Assoava-se com ele. Tinha um lencinho que andava sempre no bolso. O lencinho era todo branco e tinha, num dos cantos, uma letra gravada. A letra A estava gravada em tons de azul, como gostava a dona do lencinho. Não é comum haver uma relação tão íntima entre um lenço e a sua dona, mas esta era. Tão próximos eram a dona e o seu lenço que a primeira dormia com o segundo e só se separava dele quando o punha a lavar. Isso acontece com regular frequência. Aconteceu assim, durante tempos e tempos seguidos, até ao último dia antes do desaparecimento do lencinho.

Um dia, quando o vento mal bulia, não, não era assim que queria começar. De novo, um dia, quando o vento estava forte, muito forte, o lencinho desapareceu. O seu desaparecimento, ao contrário do que possa pensar, não tinha nada a ver com o vento. Foi roubado. Isso mesmo que está a ouvir, ou melhor, a ler. Foi roubado, surripiado, levado por alguém com más intenções, um cleptomaníaco, um louco que não conhecia certamente a relação entre a dona e o lencinho. Soubesse a criatura que lenços brancos já fizeram a paz, já limparam as lágrimas de quem sofreu Soubesse a criatura que os lenços brancos foram feitos para terem uma relação privilegiada com uma só pessoa e não serem levados dela. Soubesse a criatura, não teria roubado o lencinho branco. Ou talvez tivesse porque isto há maldade em todo o lado. Dir-lhe-á qualquer pessoa que disto sabe. Os mais antigos sabem-no ainda melhor.

Hoje em dia, os lenços foram substituídos por lenços de papel. Não é a mesma coisa. Nunca será. Parece que tudo é descartável. Parece que tudo é passageiro e parece que nada nos acompanha. Com lenços de papel não se faria a paz, não haveria rendições. Talvez houvesse. Mas não seria a mesma coisa. Os lenços de papel deterioram-se com as chuvas e com as lágrimas.

A dona do lenço, deixem-me tratá-la assim, para não individualizar e não expor a sua identidade, arrastava-se no porto de embarque dos barcos que vão para longe e que alguns não voltam mais. Vestido longo, bem trajada, chapéu de aba grande, em palha e com uma rosa a enfeitar. A cara também rosada, talvez com blush modesto, andava a senhora, belíssima, a dona do lencinho, a procurar o barco que ia para longe e não se conhecia o destino.

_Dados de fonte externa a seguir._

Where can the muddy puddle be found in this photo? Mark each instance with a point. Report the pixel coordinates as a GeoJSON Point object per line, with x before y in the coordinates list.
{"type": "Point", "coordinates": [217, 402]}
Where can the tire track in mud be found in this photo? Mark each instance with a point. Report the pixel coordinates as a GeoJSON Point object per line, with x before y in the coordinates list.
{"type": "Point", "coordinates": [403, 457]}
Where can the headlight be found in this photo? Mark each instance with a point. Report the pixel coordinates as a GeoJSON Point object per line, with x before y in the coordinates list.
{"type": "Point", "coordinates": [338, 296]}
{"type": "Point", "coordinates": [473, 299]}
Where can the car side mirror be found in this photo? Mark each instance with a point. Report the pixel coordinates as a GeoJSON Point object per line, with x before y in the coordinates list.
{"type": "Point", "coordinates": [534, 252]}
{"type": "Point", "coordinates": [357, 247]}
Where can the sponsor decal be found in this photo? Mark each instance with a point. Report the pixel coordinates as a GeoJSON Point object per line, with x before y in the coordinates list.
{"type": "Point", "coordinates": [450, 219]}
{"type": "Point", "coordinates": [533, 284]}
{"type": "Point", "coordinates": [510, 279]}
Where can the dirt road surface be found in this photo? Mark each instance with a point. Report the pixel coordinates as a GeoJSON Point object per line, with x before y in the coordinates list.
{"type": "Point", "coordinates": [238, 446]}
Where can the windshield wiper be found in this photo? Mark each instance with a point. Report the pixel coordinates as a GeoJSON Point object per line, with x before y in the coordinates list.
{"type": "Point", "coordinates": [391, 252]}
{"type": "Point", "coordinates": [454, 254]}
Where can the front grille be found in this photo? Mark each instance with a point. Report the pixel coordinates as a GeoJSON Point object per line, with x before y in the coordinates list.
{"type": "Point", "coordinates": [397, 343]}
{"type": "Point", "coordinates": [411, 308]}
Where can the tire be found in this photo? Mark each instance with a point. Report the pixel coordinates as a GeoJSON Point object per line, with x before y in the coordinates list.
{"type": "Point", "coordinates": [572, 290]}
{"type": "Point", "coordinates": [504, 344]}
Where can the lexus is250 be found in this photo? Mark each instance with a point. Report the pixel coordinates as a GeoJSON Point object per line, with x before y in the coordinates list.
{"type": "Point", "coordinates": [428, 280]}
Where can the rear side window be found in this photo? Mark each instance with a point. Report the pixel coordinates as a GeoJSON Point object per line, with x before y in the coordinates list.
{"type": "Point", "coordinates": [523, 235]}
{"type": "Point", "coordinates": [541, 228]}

Ali em frente, o barco. Lá estava ele, grande, velas caídas, prontas a zarpar. A dona do lenço não ia sozinha. Acompanhava-a a dama de companhia. Ia ter com o seu amor. Isto, se quisesse duplicar a intriga, dir-vos-ia algo que só eu sei. A dama de companhia estava apaixonadíssima pelo amor da dona do lenço. Não fazia concorrência, coitada, não podia.

Paradas as duas, frente ao barco, olhavam para a escada que levava e trazia pessoas da embarcação e esperavam ansiosamente. Uma não escondia, a outra tentava disfarçar. A dona do lenço usava-o para limpar as gotas de suor que borravam a pintura e, esperava, usaria para secar as lágrimas. A dama de companhia não tinha lenço e olha a outra com desdém. Não porque não tivesse afeição à dona do lenço, mas porque estava apaixonada pelo marinheiro que a dona do lenço amava também. O marinheiro, se querem que vos diga, não sei quem amava. Dizia ele que era a senhora, mas o olhar de desejo que lançava à dama de companhia, cada vez que a via, deixa-me a pensar.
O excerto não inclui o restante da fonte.